While I was waiting for my machine I did a lot of research. I found a very cool thread on the Home Shop Machinist BBS on all different kinds of tool height gauges. This thread is worth checking out if you are the kind of person that gets really excited about tool height gauges.

I liked the one by "gkman11" the best so I decided to do my own version. It seemed like a good starting project for the lathe and I could incorporate facing, turning, parting and taper cutting all in one little project.

I cut my stock so I would have about 1" of material to grip. In retrospect I could have cut it exactly to length, but this was my first real project and I didn't want to end up screwing up the whole piece.

Oops, I got distracted and finished the whole thing without taking any photos. Nothing too complicated here though.
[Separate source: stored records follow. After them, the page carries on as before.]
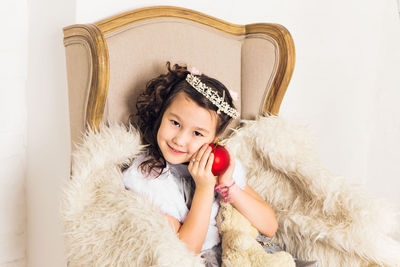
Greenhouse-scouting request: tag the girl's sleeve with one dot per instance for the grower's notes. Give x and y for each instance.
(160, 192)
(239, 174)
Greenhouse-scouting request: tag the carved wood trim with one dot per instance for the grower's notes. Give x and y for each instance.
(100, 76)
(94, 35)
(118, 21)
(286, 62)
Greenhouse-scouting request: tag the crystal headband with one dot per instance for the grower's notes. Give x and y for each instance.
(211, 95)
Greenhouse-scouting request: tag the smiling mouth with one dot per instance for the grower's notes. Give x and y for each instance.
(175, 151)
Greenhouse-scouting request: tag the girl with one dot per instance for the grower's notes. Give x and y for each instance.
(179, 114)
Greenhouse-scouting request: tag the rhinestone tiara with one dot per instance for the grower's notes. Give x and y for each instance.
(211, 95)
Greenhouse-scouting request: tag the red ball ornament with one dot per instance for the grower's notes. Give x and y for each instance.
(221, 159)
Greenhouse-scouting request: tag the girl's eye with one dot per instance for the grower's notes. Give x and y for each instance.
(175, 123)
(196, 133)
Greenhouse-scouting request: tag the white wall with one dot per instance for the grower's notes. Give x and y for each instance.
(48, 129)
(13, 133)
(345, 87)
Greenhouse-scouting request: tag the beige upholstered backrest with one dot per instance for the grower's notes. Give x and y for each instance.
(109, 62)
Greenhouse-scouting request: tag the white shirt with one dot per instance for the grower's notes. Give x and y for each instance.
(171, 192)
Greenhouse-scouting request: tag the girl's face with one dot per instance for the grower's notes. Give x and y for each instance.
(184, 128)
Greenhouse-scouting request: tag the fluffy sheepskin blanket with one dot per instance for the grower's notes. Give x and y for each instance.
(321, 216)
There is one question do you measure the center height to make a tool for a reference point? I used a dead center in the tailstock to make the initial set for this turning tool. Now if you remember my tailstock height is a bit high. I just set the tool a "bit" low compared to the TS center and then made some facing cuts and adjusted till the tool didn't leave a little nub at the center.

Then I just measured the tool height with my calipers and faced the billet down to the right length after I had parted it, leaving some excess so I could adjust.

Holder for the tool height gauge

So I had this short left...what to do? How about a tool height gauge holder? Waste not want not.

Now I'm not sure why I did this...seemed like a good idea at the time, but I used the parting tool to cut a groove down to my final diameter as a reference point.

You can see the groove here. Then I proceeded to turn down the shaft. I opted for the live center since I was only gripping about 1/4" of the piece.

Looking okay so far. Time to flip this thing over.

I have no idea if this is the right tool to be using, but it worked okay. I switched up from the first tool just to see if there was much difference. This also allowed me to get closer to the chuck without crashing it.

I used the paper to keep from marring the finish since this shaft would slip fit into the actual base of the tool height gauge.

Yep that's and endmill in a drill chuck. I've read in several places not to do this, but I'm kind of crazy like that. I wanted a flat bottomed hole and by golly I was going to get one. I also bored out most of the material so I wouldn't be putting as much torque on the endmill.

I had a bunch of magnets lying around and I thought this would do nicely. I used the doughnut magnet and let it port rude slightly from the base so it could sit flat even if there was some debris on the mounting location. Seriously...I made it stick out on purpose.

Ahem, well if I was as smart as I think I am I would have bored out the tool before making the holder and then hand fit it. But this worked out fine since I did remember to measure the drill bit. It's a bit sloppy but pretty close.